Hate's Evolution
The antihero's hatred of man, particularly the man who had had a hand in genetically engineering his genes to produce a short chunky body as that of a pleb (the alternative and, to the reader's sensibilities, normal life span.) His father, the man who did this to him is of an ethereal ( tall, willowy, well shaped head with long limbs, hair, and much grace: a beautiful people) being, the immortals. They live many hundreds and in some cases thousands of yers. Subsequently, in their purview they see patterns over large spans of years with long playing intrigues in their outlook. Contrast this with the plebs' ordinary live span and their search for ordinary and immediate gratifications.

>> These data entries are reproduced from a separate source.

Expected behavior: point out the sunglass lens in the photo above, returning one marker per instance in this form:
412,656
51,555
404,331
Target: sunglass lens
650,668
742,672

Our man Sam Harker was so cursed because his mother died while birthing him which incurred his father's undying hatred of him. Consequently, his corrupted morals compel him to repulse close associations and to seek ways to exploit the gullible (and the not so gullible.)
Unwittingly Sam becomes a catalyst whose actions spur the elaborate underwater cities of the immortals to rise to the treacherous surface above the water line where an impossibly fertile jungle hellishlly teems with wild and toxic life forms that lean toward voratiousness, both to itself and the hapless.
The theme is mitigated in this dense novel by subplots which unfolds to reach the final unfurling of the various karmas.Hence, lies the fruits of the antipathies which fuel the storyline.
The pacing is slow and steady, yet some may rejoice in its plodding trek in the march toward solution.